Re: Database design
Date: Thu, 23 Feb 2006 10:22:31 +0100
Message-ID: <43fd7ed7$1_at_news.fhg.de>
mAsterdam schrieb:
> Mark Johnson wrote:
>> .... For all intents, a component or concept >> can itself become a leaf or black box. An atom or unit. An item.
>
> Yes. It depends on your point of view. In which facts are you
> interested? Your answer to this question determines which facts you are
> going to preserve. Now in database design, you have to decedide
> beforehand which type of facts you are interested in. So, at that
> time you decide what you consider atomic, or something containing other
> things, or both.
The main problem of existing theories here is that it is not possible to explain atomic/non-atomic distinction using only _one_ membership relation. In other words, the approach where we say that "something with no other elements inside is said to be atomic" works badly - we are not able to explain many interesting phenomena (particularly, in data modeling). From mathematical point of view this means that having only the classical set is not enough - we need something else. Sets do not explain many interesting things we observe.
One solution to that consists in using _two_ containment relations which have a fundamental nature. So a thing can be atomic in one structure and non-atomic in another structure and vice versa. For example, here are two ways to model a simple organizational structure:
- A table with the name of organization has records which are concrete departments within this organization (physical containment).
- one table ORGANIZATIONS contains records which are concrete organizations while a table DEPARTMENTS contains records which are concrete departments with a field pointing to their organization.
In both cases a department belongs to an organization but we model it using two (and only two) different structures.

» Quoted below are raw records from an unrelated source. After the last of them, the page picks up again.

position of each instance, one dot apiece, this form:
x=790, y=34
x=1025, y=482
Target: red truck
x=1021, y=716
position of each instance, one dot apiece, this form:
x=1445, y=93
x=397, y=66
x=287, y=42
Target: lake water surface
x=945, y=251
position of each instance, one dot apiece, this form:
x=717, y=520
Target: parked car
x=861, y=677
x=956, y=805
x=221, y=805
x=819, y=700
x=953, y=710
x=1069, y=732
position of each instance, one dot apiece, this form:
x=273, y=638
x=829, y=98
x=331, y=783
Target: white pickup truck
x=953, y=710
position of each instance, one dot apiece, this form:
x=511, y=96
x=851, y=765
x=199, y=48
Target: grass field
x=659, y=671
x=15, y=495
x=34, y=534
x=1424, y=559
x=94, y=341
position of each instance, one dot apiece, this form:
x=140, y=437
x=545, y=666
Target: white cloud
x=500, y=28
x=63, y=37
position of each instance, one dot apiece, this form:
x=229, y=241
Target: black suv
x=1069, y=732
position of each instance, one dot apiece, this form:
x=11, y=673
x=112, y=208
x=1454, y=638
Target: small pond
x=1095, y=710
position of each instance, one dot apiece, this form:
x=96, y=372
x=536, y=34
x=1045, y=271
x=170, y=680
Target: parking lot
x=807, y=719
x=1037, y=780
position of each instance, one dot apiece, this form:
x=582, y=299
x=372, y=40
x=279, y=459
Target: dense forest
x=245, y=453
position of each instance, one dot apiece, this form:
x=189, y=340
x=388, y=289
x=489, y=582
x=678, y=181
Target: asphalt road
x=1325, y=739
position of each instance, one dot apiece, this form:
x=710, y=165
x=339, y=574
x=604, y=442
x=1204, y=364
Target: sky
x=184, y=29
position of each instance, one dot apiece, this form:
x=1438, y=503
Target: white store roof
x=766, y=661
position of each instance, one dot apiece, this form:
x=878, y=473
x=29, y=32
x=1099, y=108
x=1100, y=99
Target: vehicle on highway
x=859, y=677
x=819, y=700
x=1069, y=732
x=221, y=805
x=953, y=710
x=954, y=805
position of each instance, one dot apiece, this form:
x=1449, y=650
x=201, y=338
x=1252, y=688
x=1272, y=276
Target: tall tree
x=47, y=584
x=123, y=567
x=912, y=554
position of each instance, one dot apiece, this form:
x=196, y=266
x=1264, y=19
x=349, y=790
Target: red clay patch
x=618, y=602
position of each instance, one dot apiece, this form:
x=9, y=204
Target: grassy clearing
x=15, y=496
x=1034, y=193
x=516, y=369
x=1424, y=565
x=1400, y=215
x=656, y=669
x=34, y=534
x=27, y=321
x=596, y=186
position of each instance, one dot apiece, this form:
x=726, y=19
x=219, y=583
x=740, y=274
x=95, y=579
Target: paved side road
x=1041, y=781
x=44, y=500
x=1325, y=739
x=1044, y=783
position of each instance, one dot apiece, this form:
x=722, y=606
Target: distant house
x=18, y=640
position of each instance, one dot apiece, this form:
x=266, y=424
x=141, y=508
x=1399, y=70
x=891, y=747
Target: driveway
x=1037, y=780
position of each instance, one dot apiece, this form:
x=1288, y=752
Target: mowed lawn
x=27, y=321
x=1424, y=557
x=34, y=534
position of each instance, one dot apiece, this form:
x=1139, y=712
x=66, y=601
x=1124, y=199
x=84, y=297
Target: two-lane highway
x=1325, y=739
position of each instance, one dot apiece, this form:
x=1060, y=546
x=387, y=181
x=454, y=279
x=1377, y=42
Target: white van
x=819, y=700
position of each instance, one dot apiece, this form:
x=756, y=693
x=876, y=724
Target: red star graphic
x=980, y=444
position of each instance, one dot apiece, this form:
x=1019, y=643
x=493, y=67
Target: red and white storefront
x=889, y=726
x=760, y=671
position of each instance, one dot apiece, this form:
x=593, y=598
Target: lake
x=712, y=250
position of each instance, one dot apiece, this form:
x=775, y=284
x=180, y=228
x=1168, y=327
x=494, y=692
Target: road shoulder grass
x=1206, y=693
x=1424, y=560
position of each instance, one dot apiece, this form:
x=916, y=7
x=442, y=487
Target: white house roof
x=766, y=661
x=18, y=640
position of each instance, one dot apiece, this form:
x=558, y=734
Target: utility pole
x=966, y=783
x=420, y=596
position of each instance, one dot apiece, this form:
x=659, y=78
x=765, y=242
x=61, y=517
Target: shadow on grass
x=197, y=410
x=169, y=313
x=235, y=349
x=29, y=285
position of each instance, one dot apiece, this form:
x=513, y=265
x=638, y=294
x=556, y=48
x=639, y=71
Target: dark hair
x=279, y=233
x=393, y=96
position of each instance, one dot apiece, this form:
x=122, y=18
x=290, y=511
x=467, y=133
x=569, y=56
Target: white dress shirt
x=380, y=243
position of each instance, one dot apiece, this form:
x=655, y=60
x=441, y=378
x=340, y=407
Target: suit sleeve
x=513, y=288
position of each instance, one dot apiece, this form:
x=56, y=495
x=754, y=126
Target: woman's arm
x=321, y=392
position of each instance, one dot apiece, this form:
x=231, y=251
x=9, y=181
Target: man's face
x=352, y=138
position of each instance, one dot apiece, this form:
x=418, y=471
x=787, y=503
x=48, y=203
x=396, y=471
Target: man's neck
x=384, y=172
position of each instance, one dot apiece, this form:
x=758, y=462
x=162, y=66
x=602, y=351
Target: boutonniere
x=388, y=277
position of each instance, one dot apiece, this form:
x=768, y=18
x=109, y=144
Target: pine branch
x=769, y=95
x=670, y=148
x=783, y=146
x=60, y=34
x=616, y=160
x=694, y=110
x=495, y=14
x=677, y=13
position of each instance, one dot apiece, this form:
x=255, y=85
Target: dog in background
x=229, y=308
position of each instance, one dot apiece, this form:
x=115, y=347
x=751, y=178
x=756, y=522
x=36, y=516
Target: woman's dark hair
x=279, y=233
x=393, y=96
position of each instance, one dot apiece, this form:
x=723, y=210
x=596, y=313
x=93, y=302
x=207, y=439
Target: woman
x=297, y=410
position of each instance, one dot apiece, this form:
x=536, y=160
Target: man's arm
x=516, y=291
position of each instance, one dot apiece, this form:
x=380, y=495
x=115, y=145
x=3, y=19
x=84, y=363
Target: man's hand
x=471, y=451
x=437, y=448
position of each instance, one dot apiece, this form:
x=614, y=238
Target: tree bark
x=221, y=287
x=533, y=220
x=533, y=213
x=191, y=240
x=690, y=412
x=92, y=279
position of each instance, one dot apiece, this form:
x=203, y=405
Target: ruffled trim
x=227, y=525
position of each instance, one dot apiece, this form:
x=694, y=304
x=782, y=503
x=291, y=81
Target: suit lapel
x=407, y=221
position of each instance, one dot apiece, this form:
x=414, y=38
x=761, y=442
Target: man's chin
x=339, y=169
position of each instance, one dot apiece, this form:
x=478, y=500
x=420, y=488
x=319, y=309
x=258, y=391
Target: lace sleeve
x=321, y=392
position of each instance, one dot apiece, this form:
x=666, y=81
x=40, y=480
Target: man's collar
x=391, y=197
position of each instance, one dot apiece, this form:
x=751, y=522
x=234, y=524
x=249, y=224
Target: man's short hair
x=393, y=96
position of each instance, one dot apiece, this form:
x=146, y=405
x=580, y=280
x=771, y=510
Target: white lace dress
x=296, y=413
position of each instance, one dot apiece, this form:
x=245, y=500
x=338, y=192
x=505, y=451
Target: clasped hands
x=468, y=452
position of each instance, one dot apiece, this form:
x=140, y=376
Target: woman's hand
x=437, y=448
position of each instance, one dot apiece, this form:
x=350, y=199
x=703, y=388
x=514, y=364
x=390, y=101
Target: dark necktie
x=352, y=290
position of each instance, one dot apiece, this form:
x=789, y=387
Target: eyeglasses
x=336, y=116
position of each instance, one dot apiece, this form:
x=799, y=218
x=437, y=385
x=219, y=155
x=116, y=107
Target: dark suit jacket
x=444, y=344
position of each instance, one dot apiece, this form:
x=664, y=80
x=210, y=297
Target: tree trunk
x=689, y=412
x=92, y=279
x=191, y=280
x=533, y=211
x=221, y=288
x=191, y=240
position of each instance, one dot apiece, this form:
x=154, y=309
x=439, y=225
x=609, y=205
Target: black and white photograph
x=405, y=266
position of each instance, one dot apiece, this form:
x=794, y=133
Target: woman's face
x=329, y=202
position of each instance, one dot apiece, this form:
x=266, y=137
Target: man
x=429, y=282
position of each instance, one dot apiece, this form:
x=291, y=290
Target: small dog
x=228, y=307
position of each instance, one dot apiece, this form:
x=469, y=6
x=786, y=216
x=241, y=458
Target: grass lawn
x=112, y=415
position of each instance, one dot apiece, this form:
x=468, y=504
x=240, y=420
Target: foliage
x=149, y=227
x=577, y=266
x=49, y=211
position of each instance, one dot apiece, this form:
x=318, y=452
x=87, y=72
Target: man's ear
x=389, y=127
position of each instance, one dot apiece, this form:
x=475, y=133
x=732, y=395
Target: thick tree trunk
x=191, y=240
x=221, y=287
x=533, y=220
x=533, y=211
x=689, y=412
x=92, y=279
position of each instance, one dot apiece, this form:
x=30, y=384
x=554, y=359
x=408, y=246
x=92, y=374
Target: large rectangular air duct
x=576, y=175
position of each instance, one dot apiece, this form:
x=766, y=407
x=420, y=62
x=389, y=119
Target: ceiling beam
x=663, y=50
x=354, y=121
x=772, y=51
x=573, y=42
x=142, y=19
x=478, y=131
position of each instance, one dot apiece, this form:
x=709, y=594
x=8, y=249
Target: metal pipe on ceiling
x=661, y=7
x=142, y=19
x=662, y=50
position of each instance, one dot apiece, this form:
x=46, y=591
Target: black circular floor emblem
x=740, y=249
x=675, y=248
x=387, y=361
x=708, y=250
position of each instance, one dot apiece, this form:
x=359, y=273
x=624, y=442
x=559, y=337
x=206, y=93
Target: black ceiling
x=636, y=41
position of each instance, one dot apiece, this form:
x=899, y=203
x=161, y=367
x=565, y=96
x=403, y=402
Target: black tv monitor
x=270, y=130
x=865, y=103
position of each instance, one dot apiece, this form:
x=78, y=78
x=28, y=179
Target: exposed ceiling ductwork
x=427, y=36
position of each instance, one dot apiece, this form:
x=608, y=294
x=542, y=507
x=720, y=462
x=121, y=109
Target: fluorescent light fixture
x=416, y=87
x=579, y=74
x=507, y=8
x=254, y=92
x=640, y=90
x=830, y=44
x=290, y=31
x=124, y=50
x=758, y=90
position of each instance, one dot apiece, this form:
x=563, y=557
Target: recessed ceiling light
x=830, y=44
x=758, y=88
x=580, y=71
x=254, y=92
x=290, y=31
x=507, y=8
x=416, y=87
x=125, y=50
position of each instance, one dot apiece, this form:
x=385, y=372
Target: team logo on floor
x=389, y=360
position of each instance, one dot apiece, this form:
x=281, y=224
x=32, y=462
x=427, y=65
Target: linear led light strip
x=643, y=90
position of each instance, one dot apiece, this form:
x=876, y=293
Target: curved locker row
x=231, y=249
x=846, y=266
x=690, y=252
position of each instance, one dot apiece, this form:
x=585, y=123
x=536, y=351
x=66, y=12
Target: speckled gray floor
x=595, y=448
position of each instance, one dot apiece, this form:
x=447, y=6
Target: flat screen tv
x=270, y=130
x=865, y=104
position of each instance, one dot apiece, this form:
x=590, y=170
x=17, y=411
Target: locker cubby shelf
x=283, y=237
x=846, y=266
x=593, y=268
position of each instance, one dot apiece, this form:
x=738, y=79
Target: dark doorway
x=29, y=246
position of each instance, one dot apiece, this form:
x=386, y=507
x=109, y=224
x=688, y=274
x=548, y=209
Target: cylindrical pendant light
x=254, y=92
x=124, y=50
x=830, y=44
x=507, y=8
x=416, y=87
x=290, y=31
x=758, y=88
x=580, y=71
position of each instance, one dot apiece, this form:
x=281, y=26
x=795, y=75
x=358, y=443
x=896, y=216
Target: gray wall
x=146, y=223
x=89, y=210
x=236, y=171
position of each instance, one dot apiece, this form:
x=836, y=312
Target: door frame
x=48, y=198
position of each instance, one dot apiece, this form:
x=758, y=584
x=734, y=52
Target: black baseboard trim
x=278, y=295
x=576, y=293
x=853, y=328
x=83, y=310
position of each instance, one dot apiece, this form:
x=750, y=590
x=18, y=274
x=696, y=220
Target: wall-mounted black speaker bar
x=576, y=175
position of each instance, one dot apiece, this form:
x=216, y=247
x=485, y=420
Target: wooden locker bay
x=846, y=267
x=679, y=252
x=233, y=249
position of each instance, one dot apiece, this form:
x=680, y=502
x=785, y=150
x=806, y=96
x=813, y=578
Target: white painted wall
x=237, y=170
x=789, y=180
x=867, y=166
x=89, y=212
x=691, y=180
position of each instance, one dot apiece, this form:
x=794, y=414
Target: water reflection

>> And >> any item can be a component, and has some limited meaning and utility >> by itself, by its very definition. The tone middle-C is still >> middle-C. In the same example, I can see, however, that one might wish >> to distinguish such elementary building blocks as a controller scalar >> from a full run of such. Still, I don't know. I suppose as a practical >> matter, one would only reference a component but have to refer to >> items in a different fashion.
>
> It depends on which things in the world you label 'Entity'
> (definition: thing of interest).
It is convenient to view things within the second structure as entities while the things within the first structure would be viewed as identities (or maybe more correct is identifiers).